Prof Tondo emphasised the predictive nature of the onset of bipolar disorder, presenting data linking a number of first-episode symptoms to specific diagnoses and paths of disease progression. For example, a study by Baldessarini et al. showed that mania, psychosis or mixed-state symptoms were common in patients eventually diagnosed with bipolar I disorder.
A recurring theme of Prof Tondo’s talk was the extreme degree of variability in the clinical manifestations of bipolar disorder. However, careful assessment at this early, first-episode stage can not only assist with accurate diagnosis and treatment, but also help patients to better deal with their condition, by ensuring that they are more informed.
Professor Flavio Kapczinski followed Prof Tondo with a revealing analysis of the impact of bipolar disorder on patients’ biochemistry, echoing some of the hot research on neurocognitive impairment in mood disorders that was presented by Prof Michael Berk on day two.
The Professor shed further light on the idea that after the first episode, many patients achieve good syndromal recovery, but functional changes in biochemical pathways of the brain continue to occur even after remission.
Prof Kapczinski’s research suggested that bipolar disorder can have far-reaching effects, influencing everything from how a patient feels to the structure of the DNA in their cells. He described bipolar as an inflammatory, toxic process involving the activation of immune pathways and the alteration of the brain at the most basic, genetic level.

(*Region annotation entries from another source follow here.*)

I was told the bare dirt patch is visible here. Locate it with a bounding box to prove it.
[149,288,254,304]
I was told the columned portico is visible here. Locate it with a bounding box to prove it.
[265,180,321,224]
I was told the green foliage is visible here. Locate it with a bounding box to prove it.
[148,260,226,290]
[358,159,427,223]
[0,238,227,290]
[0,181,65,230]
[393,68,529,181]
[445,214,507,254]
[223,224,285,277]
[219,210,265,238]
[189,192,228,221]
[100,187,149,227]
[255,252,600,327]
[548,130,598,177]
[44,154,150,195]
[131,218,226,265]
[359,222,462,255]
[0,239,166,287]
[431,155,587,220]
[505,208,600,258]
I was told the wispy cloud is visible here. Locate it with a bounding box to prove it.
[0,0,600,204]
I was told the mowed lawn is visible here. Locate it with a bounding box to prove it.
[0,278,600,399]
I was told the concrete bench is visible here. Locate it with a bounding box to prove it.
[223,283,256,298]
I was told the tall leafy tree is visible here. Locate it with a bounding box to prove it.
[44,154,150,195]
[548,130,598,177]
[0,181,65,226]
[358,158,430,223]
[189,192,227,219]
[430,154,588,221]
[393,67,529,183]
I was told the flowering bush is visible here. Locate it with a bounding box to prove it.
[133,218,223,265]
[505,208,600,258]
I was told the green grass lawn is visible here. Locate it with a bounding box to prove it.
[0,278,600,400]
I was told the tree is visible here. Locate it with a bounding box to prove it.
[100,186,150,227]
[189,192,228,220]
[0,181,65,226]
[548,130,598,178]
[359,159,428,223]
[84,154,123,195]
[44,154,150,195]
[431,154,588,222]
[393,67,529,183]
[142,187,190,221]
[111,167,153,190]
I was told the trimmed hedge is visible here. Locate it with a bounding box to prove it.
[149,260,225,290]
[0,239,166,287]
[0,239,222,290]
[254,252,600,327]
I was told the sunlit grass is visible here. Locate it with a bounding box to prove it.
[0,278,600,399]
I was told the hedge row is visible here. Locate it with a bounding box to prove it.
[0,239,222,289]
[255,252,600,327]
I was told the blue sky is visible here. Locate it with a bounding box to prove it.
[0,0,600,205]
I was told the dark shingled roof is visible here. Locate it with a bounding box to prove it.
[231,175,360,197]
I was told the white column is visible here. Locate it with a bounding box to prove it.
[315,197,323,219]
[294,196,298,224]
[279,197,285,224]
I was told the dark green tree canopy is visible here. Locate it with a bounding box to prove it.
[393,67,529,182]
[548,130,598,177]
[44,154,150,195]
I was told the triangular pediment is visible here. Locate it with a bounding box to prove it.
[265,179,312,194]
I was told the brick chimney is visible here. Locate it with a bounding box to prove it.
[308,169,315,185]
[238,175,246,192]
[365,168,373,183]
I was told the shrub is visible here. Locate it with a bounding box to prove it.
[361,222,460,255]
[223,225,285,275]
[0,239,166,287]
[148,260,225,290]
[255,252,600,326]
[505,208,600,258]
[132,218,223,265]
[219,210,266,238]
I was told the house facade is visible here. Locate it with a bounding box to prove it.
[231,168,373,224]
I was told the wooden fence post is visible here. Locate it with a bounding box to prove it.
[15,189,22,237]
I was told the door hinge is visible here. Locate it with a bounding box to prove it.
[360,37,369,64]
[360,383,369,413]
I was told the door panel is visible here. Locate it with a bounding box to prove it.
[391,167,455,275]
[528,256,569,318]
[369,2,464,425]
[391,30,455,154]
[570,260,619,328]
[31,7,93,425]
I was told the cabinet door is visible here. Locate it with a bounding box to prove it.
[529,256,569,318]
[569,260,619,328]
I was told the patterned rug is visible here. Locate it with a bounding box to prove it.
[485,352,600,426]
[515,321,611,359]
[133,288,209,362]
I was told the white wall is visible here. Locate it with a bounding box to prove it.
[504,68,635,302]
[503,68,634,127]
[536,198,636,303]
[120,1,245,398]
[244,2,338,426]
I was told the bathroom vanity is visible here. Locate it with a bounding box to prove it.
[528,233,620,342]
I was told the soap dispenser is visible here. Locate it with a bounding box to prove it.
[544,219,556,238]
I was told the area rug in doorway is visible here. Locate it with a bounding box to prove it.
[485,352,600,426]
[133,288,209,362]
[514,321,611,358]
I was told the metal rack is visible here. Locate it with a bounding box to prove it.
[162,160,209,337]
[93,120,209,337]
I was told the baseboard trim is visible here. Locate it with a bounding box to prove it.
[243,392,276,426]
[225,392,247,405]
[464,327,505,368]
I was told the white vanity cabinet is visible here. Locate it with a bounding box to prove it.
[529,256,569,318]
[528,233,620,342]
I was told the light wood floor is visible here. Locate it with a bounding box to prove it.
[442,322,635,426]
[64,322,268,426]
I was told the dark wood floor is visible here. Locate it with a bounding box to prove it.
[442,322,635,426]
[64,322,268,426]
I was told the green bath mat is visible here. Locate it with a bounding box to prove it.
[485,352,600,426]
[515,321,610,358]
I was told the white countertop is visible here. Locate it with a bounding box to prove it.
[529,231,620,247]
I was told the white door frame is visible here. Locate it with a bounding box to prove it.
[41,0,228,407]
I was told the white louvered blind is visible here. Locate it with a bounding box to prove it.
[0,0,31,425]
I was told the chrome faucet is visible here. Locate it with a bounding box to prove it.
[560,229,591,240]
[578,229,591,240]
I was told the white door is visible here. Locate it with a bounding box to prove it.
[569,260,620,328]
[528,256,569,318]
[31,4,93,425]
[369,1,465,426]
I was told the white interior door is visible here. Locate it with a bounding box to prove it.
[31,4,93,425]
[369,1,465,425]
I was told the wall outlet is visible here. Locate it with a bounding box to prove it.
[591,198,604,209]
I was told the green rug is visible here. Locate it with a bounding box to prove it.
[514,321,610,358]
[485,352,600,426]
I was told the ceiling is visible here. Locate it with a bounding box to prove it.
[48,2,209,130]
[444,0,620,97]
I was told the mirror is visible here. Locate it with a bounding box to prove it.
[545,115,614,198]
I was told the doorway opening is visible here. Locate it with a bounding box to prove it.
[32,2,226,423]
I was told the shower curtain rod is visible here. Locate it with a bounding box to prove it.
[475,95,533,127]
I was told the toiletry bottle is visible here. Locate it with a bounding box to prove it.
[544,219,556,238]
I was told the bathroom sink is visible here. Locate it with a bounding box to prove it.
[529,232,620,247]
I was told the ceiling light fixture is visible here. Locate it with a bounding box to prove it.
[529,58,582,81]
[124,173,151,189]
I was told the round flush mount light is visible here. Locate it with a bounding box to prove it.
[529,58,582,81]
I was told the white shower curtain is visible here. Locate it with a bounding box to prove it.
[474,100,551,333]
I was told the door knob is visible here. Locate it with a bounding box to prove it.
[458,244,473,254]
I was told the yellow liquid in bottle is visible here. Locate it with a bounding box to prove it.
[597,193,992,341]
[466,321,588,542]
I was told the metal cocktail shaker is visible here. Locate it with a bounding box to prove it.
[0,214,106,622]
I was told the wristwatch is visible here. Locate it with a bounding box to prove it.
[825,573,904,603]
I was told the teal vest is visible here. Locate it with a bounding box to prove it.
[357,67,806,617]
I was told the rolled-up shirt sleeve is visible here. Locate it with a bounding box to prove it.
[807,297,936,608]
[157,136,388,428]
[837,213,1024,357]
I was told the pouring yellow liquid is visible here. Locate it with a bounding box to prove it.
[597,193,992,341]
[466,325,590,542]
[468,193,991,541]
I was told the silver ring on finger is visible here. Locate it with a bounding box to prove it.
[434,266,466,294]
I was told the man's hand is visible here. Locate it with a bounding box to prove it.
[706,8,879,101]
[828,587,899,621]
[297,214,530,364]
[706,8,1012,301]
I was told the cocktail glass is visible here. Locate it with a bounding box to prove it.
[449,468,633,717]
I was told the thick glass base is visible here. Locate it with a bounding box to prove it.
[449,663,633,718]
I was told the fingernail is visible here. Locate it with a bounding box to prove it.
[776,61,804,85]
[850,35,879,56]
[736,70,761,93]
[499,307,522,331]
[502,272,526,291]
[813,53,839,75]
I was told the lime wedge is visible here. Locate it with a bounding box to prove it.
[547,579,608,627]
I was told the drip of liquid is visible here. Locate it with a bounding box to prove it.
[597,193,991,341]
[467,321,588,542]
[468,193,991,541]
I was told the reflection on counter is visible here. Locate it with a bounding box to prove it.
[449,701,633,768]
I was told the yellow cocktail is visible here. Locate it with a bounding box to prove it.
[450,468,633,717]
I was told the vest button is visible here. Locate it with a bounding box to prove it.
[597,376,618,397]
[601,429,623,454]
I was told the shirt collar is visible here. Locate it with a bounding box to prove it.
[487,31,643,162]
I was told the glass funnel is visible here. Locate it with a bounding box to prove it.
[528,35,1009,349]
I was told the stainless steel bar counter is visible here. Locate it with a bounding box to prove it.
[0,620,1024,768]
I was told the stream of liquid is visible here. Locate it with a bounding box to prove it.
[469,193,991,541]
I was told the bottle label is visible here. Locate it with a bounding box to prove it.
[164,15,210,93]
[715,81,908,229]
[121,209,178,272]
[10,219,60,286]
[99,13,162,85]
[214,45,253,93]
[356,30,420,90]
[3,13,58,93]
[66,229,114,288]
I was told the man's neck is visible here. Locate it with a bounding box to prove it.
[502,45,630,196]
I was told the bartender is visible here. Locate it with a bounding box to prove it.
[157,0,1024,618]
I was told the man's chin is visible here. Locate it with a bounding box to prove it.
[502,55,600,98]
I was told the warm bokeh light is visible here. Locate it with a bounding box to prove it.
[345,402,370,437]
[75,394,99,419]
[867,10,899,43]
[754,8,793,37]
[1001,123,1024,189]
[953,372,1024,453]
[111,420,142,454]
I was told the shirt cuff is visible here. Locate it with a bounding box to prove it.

With the results of recent studies, Prof Kapczinski made the important point that patients who are early on in their disease course respond much better to both pharmacological therapy and psychoeducation (involving the patient’s family), compared with patients who were further down the line. Thus, plotting a disease progression is a relevant and useful tool in treating bipolar disorder.
Vincent Balanza-Martinez, Associate Professor of Psychiatry in Valencia, wrapped up what was a riveting symposium with his discussion on the benefits of nutritional intervention in serious mood disorders.
Nutritional intervention can take many forms, from general information about healthy diet and exercise, to structured and closely monitored patient programs.
During the closing questions, the professor emphasised his belief that for the best chance of working, nutritional measures need to be delivered as manageable and specific guidance, stating “I think it’s useless to tell our patients ‘go out and do some exercise’. What does it mean? We need to start dosing [nutritional] interventions”.
Over the course of WPA, much has been made of increased focus on concurrent mania and depressive symptoms, with the ‘mixed’ specifier. But it wasn’t until this symposium that the true implications of this were really brought home to me.
If, as the evidence from the presentations suggests, bipolar symptoms cause fundamental changes in the patient’s brain, then the longer we delay treatment for the depressive as well as the manic symptoms, the more pronounced these changes might be.
Sometimes, in the rush of the fascinating, high-level science that this correspondent has heard at WPA, the human impact of these conditions can slip away. It takes a symposium like this one to really show the profound impact of psychiatry can have on the future of our patients.